Science Museum - Tell

It’s 2014 and the watchword in the museum community is Visitor Generated Content (VGC). The walls of the museum are breaking down and the role of the curator handing down information to a passive public is being challenged. Now it is the audience who are invited to bring their own interpretation to the artefacts on display, and encouraged to share their thoughts in new and interesting ways. Working with the New Media team at the Science Museum I am tasked to produce a report on the current state of VGC in the museum community and to come up with innovative ways of allowing visitors to the museum to interact with the museum’s collections and with each other.

The system I create is designed to be flexible enough to adapt to any exhibition and scale from the smallest to the largest potential audience. One of the big problems with VGC is the potential for inappropriate material to be posted and the difficulty of moderating visitor input. To mitigate this the system is designed with quarantining functionality provided by machine learning algorithms and natural language processing techniques.
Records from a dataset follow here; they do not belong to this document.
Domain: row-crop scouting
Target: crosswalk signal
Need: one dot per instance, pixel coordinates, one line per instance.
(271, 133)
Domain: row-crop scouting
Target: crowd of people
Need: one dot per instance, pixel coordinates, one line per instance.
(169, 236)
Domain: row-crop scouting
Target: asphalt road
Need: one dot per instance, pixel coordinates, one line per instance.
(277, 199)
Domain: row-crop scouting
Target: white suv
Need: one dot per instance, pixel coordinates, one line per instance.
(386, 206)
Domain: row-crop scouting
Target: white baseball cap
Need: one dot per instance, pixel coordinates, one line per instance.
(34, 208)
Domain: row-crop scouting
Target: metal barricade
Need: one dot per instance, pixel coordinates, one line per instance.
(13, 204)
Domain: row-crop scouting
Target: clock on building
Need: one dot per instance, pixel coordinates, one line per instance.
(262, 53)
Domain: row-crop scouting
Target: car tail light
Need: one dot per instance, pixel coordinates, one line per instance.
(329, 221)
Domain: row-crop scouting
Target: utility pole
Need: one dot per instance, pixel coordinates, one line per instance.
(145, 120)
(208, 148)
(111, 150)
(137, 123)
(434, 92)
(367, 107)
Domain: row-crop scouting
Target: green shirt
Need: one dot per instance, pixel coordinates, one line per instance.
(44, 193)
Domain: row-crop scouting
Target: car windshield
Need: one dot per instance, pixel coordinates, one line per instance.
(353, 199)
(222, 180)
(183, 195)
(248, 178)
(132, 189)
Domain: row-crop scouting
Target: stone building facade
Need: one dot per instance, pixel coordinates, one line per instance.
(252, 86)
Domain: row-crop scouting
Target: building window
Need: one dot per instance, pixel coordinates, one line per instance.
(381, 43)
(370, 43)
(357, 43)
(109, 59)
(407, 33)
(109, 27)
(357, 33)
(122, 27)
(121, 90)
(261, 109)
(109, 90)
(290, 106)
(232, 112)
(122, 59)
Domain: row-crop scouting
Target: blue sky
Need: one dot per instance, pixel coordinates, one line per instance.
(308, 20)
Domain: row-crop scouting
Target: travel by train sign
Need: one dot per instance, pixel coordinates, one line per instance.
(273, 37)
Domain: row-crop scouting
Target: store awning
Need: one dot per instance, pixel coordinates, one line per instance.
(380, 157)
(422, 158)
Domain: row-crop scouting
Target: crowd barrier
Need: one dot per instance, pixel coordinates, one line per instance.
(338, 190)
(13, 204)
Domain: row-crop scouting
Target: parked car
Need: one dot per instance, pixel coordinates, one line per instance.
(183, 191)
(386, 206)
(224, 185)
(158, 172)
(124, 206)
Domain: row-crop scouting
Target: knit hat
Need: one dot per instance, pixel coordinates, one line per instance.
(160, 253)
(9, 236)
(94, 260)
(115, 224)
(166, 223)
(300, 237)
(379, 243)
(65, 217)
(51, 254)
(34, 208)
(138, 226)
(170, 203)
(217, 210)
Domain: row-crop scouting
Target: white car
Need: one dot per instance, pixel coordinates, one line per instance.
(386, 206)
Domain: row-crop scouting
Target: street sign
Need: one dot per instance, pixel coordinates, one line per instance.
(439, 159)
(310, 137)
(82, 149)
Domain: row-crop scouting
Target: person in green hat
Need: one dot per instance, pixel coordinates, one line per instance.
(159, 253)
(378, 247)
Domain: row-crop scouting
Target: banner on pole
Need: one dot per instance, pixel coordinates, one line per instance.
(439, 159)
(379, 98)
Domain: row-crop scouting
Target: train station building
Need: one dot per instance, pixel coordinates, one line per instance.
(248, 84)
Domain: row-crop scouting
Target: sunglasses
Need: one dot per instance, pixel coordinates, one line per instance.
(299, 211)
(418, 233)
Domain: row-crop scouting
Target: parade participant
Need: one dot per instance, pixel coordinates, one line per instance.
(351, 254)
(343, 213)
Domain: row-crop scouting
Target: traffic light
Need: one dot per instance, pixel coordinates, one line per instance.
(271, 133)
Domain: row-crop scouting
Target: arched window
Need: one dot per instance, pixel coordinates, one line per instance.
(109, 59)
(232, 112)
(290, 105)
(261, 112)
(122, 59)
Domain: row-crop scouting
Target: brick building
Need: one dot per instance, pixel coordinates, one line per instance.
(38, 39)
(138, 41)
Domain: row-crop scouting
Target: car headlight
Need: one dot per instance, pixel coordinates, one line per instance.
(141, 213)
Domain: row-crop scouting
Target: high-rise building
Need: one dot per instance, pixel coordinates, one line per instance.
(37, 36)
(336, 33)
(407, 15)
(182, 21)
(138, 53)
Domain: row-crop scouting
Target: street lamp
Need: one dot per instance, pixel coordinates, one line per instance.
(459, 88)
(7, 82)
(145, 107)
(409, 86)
The smartphone and social networks are ubiquitous on the museum floor so I create a system to utilise these technologies. Visitors are invited to take photos and post to instagram or twitter using predefined hashtags which are monitored over the real-time APIs by a server. This server performs some basic moderation tasks using machine learning to quarantine suspect content. The rest of the content is allowed through instantly and appears on monitors in the gallery. Quarantined content is sent to human moderators who perform a secondary check and have the final say on whether the material gets shown.